Shorecrest football coach Phil Hayford is stepping down after his 33rd season with the program, marking an end to the longest run a Pinellas County coach has ever had at one school.
The decision to leave was not Hayford's. He said he found out two weeks ago that his contract was not being renewed.
"(The administrators) just said it was time," said Hayford, 64. "I don't know what that means. If you're being let go, you've usually done something wrong, committed a violation or something."
Hayford will coach the Chargers in their final three regular-season games. Currently, his overall record is 191-129, second-best among Pinellas County coaches in all-time wins and just five shy of tying former Northeast coach Jerry Austin as the county's all-time winningest coach. Hayford also also has led Shorecrest to playoff appearances in 15 of 33 seasons, including a stretch in which he made the postseason in 12 of 14 seasons from 1992-2005.
"It's tough for me because I've spent more than half of my life at the school," Hayford said.
Shorecrest headmaster Mike Murphy said it is school policy not to discuss employee matters until after the school year. Murphy did say Hayford will still have a job as a physical education teacher and that the school will not conduct a search for a new coach until after the season.
"We want to keep the focus on the kids and Coach Hayford so everyone can have a positive end to the season," Murphy said. "Phil is very proud of the relationships he has with those players and his contributions stretch far beyond the football field."
Hayford started out as an an assistant for eight years at Oswego High in Illinois. After coaching freshmen, he became the sophomore coach for two years before moving up to varsity. When the varsity coach stepped down, Hayford figured he had a shot at taking over. The school hired someone else.
"I thought this is my shot," Hayford said in 1996. "I told them I was going to look."
What he found was Shorecrest. Hayford thought about leaving, about coaching in college. But he didn't want to move through the assistant ranks like he had to do at Oswego. Instead he stayed.
By doing so, he became an institution.
On Friday nights you can find the Hayford family at games. His wife, Sandy, prints the programs, makes sure the microphone is working in the press box and makes sure the players have water during breaks. His daughter, Mindy, a Shorecrest graduate and former cheerleader is a teacher at the school and is at most games. His son, Brett, a coach at Davidson College, attends whenever he can.

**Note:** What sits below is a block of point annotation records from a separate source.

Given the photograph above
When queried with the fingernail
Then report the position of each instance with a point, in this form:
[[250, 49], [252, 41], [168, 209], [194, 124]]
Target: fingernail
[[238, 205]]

"This is hard, not just for myself, but for my family," Hayford said. "Especially the coach's coach, my wife. She comes to me after every game and gives me a hug. But I can tell the last few weeks there has been some water in her eyes when she's done that."
The outpouring of support of Hayford has been overwhelming the past few weeks with e-mails and calls coming in from former players.
"That part of it has been good because it has given me a chance to catch up with so many of them," said Hayford, whose Chargers are 2-5 this season as an independent.
Brian Bokor attended Shorecrest from 1986-97 and played for coach Hayford.
"While in lower or middle school at Shorecrest, students would dream about one day playing for Coach Hayford, “ Bokor said. “Like many before me, I was lucky enough to do so and his teachings were instrumental for me to become a successful student-athlete at Davidson College and professional. To this day, he, (assistant coach) Dave Field and my father remain the three most influential men in my life. Despite his impeccable record as a coach, he always emphasized the importance of playing within the rules and living life the ‘right way’.”
Hayford said he plans to continue coaching, if not in Pinellas County then somewhere else.
"I've bled green and gold all these years," Hayford said. "Now it'll be different colors. I still have a lot of coaching left in me. I just have to move forward and gain yardage like any good running back should."